The department perhaps does not even have sufficient manpower and machinery to maintain the garden. There is a requirement of at least 50 gardeners while as just ten are deployed to this vast extended garden. They also need modern machines like small rollers, light and heavy mechanized lawn movers, tillers and brush cutters etc.

It depicts that the Floriculture Department is not serious to maintain its assets. If so, the Tourism Department (Kashmir) has a role to play. They must come forward and initiate its comprehensive facelift, up-gradation, and beautification and restore its original environs like they are brilliantly maintaining the Nigeen Resorts and Zabarvan Park etc. Credit goes to Director Tourism, Mr. Farooq Shah and his nature loving Tourist Officer, Mr. Javed Iqbal Khan for converting barren land near Nehru Park, Ashai Bagh, Nigeen Club and Nand Pora (near Leprosy Hospital) into majestic and prideful gardens. Mr. Javed has great passion for flowers and is monitoring the Nigeen Boat Club lawns himself.

Like Tulip Festival the Tourism Department must organize Flower and Rose Shows in Polo Ground Garden which would certainly attract a sizeable number of visitors to the Park. Since the park is situated in the tourist hub of summer capital the restoration of its pristine glory is badly felt. This garden catches first sight of a tourist so we cannot afford to ignore it. The people in Srinagar are now becoming more health and environment conscious. They love going such parks and gardens often.

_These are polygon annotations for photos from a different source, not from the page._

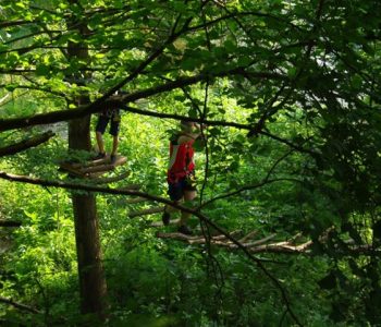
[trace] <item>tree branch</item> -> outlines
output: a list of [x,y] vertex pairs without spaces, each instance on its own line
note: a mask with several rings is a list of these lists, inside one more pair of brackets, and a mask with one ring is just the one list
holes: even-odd
[[[107,108],[110,108],[110,109],[121,108],[121,107],[124,107],[125,104],[127,102],[133,102],[142,98],[148,98],[150,96],[155,96],[164,92],[170,92],[176,88],[182,88],[184,86],[193,85],[202,81],[208,81],[213,77],[224,77],[230,75],[244,75],[244,74],[245,74],[245,68],[236,68],[224,72],[220,72],[220,73],[206,73],[206,74],[195,75],[192,77],[181,77],[176,81],[172,81],[151,88],[137,90],[135,93],[131,93],[124,96],[116,96],[116,97],[103,96],[100,99],[96,100],[95,102],[88,106],[78,107],[77,109],[59,110],[59,111],[53,111],[49,113],[34,114],[34,116],[24,117],[24,118],[2,119],[0,120],[0,132],[32,126],[32,125],[54,123],[59,121],[67,121],[72,119],[83,118],[90,113],[100,112]],[[280,74],[267,73],[267,72],[256,72],[256,73],[250,73],[250,75],[255,75],[257,78],[273,78],[273,80],[287,78],[286,76],[283,76]]]
[[47,142],[48,140],[50,140],[54,135],[56,134],[53,132],[48,131],[46,133],[36,135],[34,137],[30,137],[30,138],[27,138],[27,140],[23,140],[23,141],[21,141],[19,143],[14,143],[12,145],[9,145],[9,146],[5,146],[5,147],[1,147],[0,148],[0,157],[14,155],[14,154],[23,152],[25,149],[28,149],[30,147],[35,147],[37,145],[40,145],[40,144]]
[[13,305],[14,307],[20,308],[20,310],[28,311],[30,313],[35,313],[35,314],[41,314],[42,313],[42,312],[40,312],[39,310],[37,310],[35,307],[32,307],[29,305],[25,305],[25,304],[15,302],[12,299],[7,299],[7,298],[3,298],[3,296],[0,296],[0,302]]
[[189,213],[194,216],[196,216],[198,219],[200,219],[202,222],[207,223],[211,228],[213,228],[217,232],[224,235],[229,241],[231,241],[233,244],[237,246],[237,249],[242,250],[244,254],[254,262],[258,268],[271,280],[271,282],[275,286],[275,288],[280,291],[282,300],[284,301],[284,304],[287,306],[288,312],[294,316],[294,313],[291,308],[291,303],[287,299],[286,291],[284,290],[281,282],[272,276],[268,269],[263,265],[263,259],[257,258],[254,256],[250,251],[245,247],[242,243],[239,243],[235,238],[233,238],[229,232],[226,232],[224,229],[216,225],[213,221],[211,221],[207,216],[201,214],[199,210],[187,208],[183,205],[173,203],[172,201],[169,201],[163,197],[155,196],[148,193],[138,192],[138,191],[132,191],[132,190],[114,190],[109,187],[98,187],[98,186],[88,186],[88,185],[82,185],[82,184],[75,184],[75,183],[64,183],[61,181],[47,181],[47,180],[40,180],[36,178],[30,177],[24,177],[24,175],[16,175],[11,173],[5,173],[3,171],[0,171],[0,178],[9,181],[15,181],[15,182],[23,182],[23,183],[29,183],[34,185],[42,185],[42,186],[53,186],[53,187],[61,187],[66,190],[82,190],[82,191],[88,191],[88,192],[99,192],[99,193],[106,193],[106,194],[125,194],[125,195],[135,195],[135,196],[142,196],[151,201],[156,201],[162,204],[170,205],[176,209],[183,210],[185,213]]

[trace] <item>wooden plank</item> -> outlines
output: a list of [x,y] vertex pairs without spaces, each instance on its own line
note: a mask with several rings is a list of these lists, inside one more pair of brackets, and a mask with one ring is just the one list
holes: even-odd
[[138,210],[138,211],[131,211],[128,214],[128,217],[130,218],[135,218],[135,217],[138,217],[138,216],[147,216],[147,215],[162,213],[163,210],[164,210],[164,207],[153,207],[153,208]]

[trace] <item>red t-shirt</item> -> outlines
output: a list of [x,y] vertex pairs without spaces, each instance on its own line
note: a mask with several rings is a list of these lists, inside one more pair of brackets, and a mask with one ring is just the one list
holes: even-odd
[[[186,134],[185,134],[186,135]],[[176,182],[179,179],[192,174],[195,170],[193,160],[195,150],[193,148],[194,140],[179,144],[182,134],[171,138],[170,143],[170,162],[168,168],[168,181]]]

Surprisingly the Chief Minister of J&K and his Cabinet colleague happen to pass through this garden daily but perhaps they too have no interest in nature watching. They do not gaze environs while roaming around in the city centre. Urgent steps are required to be taken to preserve this heritage garden. Making Srinagar a green city doesn’t mean that the Floriculture Department allows the unwanted grass to grow shoulder height behind which scores of dogs take shelter and create menace. Due to dampness of grass different kinds of blood sucking insects are also found here. The authority concerned must therefore pass effective guidelines for conservation and protection of plant wealth. Member Legislative Assembly, Amira Kadal, Srinagar constituency must also look into the matter and take up the matter with the concerned authorities and ensure its beautification.